Apparently Senator Xenophon has decided to withdraw his support for Conroy's censorship legislation. I have a bad feeling we haven't seen the end of this one though, especially if Conroy's career is riding on its implementation.
Here's more from the ABC.
On the balance I will take this as evidence that my subscription to the EFA is doing some good...
At The Ritz with Jen.
Subtitled Home of the Somerville Collection. I took a leisurely drive from Orange back to Sydney, and happened to remember this museum in Bathurst. Apparently it has been in operation for quite a while, perhaps since 2004, in an old school building quite similar to the assembly hall at Orange Public, and incidentally, the church down the road where Gonk got married. The town didn't look so different, though almost everyone I knew has moved on, and the number of empty shops waiting for new businesses to spring forth was worrying.

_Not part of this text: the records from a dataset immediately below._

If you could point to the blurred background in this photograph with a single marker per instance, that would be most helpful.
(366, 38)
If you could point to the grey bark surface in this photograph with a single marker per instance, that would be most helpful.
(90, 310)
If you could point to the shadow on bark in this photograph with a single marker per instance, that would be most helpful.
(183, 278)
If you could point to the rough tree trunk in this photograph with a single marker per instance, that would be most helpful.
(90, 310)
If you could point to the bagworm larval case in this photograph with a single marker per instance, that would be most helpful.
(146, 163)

The museum contains a lot of mineral and rock samples, and so would be fascinating to a geologist or chemist, I guess. The fossil collection is relatively small with the highlight being a full size cast of a Tyrannosaurus Rex. It is impressive but also not very integrated with the ambient narrative of slowly evolving life. Something to get the kids in, perhaps.
I probably wouldn't have bothered looking in if it weren't for the nostalgia of loitering in Bathurst for an afternoon.
I picked this one up whilst waiting for Andrew T. It was just sitting in the window of Sappho Books, someone thinking it a hook, and for $14 I figured I may as well be the mug. (The last thing I bought there was Ray Monk's biography of Bertrand Russell.) I'm a fan of McLennan's short pieces, especially those in the Griffith Review, and the Smage gave this memoir a glowing review.
Here he recounts his recent experience, at the age of fifty, of joining an old-school tent boxing troupe on a journey from Tullamore (near the centre of New South Wales) to Far North Queensland. There's a lot of drinking, a bit of fighting, a lot of male bonding, some aggro, some scenery, and a lot more drinking. Of course he has a go himself, and of course that was ill-advised. I always liked how he expresses his regrets and fears, the dangers and his responses to them. There's plenty of quiet reflection here, in a Henry Lawson sort of a way.
Despite what the Smage opined, I preferred his earlier Rowing to Alaska, which I found more naturally episodic and more diverse in its episodes. On the topic of boxing, his earlier piece for the Griffith Review is quite riveting.
I finished reading this back in mid-January but have only now found the time to write it up. I've forgotten why I picked it up, probably on the strength of a blog review or something.
This is a very Americentric take on probability and decision theory, with a smattering of public choice, game theory and random other things. Math is almost absent, so there is almost no support for all the "trust me"s the author throws in. A bibliography would have ameliorated this. There are some good pop-sci treatments of various things, but it ends up being a ramble with too much opinion and not enough evidence. The ultimate advice is formulate-then-compute, and stick to it.
The bit I enjoyed most was about Lanchester's laws, which model how two opposed army-like things inflict damage on each other as a function of time. There is a good writeup of the math here.
His take on Arrow's Theorem is a bit naive and uninteresting; a more insightful approach would have furnished some perspective through the later work of Amartya Sen (and many others) or perhaps May's Theorem, but clearly there's more table-thumping to be had in banging on about how impossible voting is.
Gonk recommended this book to me ages ago, and I ended up buying a Penguin classic-cover edition on the strength of that, the price, the account of crossing Lake Victoria I heard on Radio National, and the first page, where the author promises to cut through the televised myth of Africa-the-poor. To an extent he does.
The story is a sprawling, slightly flabby account of Theroux's return-to-Africa around 2001, an overland trip from Cairo to Cape Town via some of the places he spent time as a Peace Corps volunteer in the early 1960s. There's a solid focus on the individuals he met that time and this, the wildlife and the flora. Politicking gets some time in the sun but lacks sufficient background for non-Africophiles to really get to grips with.
Theroux clearly has an intense dislike of the kind of tourism Africa was once famous for — Hemingway-esque big game hunting — and the "agents of virtue", of which he was once one. I guess he wants to drive a wedge between those who attempted to provide a secular education (or similar, i.e. a worthy long term investment in the people, not infrastructure) and those who try to save souls or build monuments to aid agencies. He argues strongly that Africa has not developed, but is as bereft as anyone and everyone for what to try next. Less short-termism? More projects where Africans provide the labour and materials? A return to subsistence?
Theroux got kicked out of the Peace Corps. You can read a great account of those days here. I think this book makes it quite clear that he benefited more from his experience than Malawi did and that it could never have been any other way.